Here is where the multi-threading approach helps. The physics engine runs at 500 hz and needs to complete in less than 2ms, leaving enough cpu bandwidth left over for the rest of the game to function. The graphics engine runs at 100hz, and may take more than 2ms per step, so it couldn't be called directly from the physic engine thread because it would cause the physics engine to overrun it's timer. As a separate thread running at 100hz, the graphics thread has up to 10ms to complete without causing any problems to the game, and no special coding is required to split up the graphics thread into sub 2ms steps, since while the graphics thread is running, the physics thread will interrupt the graphics thread as needed so that the physics thread operates at it's 500hz. Each thread operates independently and has seperate criteria for meeting peformance goals. Neither thread requires any knowledge of the state of the other thread and the threads operate independently.
A problem with our terminology here. I'm using the term "multi-threading" to mean any form of multi-tasking, which until relatively recently was implemented on single core cpu's. It just so happens that Windows will automatically use multi-cores on multi-threaded programs, but there has always been a significant advantage to writing multi-threaded code, even on a single core systems, depending on the application.
The example code I created in "mtcopy.c", uses two threads so that reading and writing of data can occur concurrently without having to use special forms of I/O calls that return immediately after starting the I/O and require the program poll for completion or to specify a callback routine to handle the completion step, similar to an interrupt routine. Instead each thread just issues a normal start the I/O and wait for completion, and the OS automatically switches between the threads while they wait for I/O completion or wait for messages or events (event, mutex, semaphore) from each other.
But generally they have timers that run independently of the CPU. PC's have always had an actual or emulated 8253 timer running at 1.19318 MHz, classically used to drive the DRAM refresh rate, and divided down by 65536 in the BIOS and in MSDOS to get a ~55 ms => 18.2hz "ticker" interrupt.
http://www.dcc.unicamp.br/~celio/mc404s2-03/8253timer.html
Windows default timer functions run at 15.625ms => 64 hz, and the "multi-media" timer runs at 1ms => 1000hz, regardless of the PC speed.

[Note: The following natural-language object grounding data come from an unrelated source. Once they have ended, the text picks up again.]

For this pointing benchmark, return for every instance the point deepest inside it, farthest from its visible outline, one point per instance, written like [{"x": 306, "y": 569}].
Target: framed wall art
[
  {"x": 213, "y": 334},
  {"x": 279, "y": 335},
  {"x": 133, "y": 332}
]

As mentioned before, Windows 95 supports multi-threaded applications, and many games have been multi-threaded since then (1995). Some of those older multi-threaded games are having issues with multiple cores, typically due to a issue with directx. Using a opengl driver, if possible, usually eliminates the problem, or setting the affinity via task manager to a single cpu may be required.
Synetic is a small developer with about 8 people, and their games (World Racing, Cobra Alarm) are multi-threaded.
http://en.wikipedia.org/wiki/Synetic
Again I ask, is LFS really a non-multi-threaded game?
Hi Jeff,
even I am not programmer its indeed interesting reading. Maybe LFS is multithreading but my point with this thread was rather that LFS cant get performance profit if the CPU has same architecture and have more then 1 core. So the question is if it could would it be usefull if you look at it from all the possible perspective. I see only benefit and reading your discussion with Becky there seem no any drawback even when someone would be still using single core CPU. Or I am wrong?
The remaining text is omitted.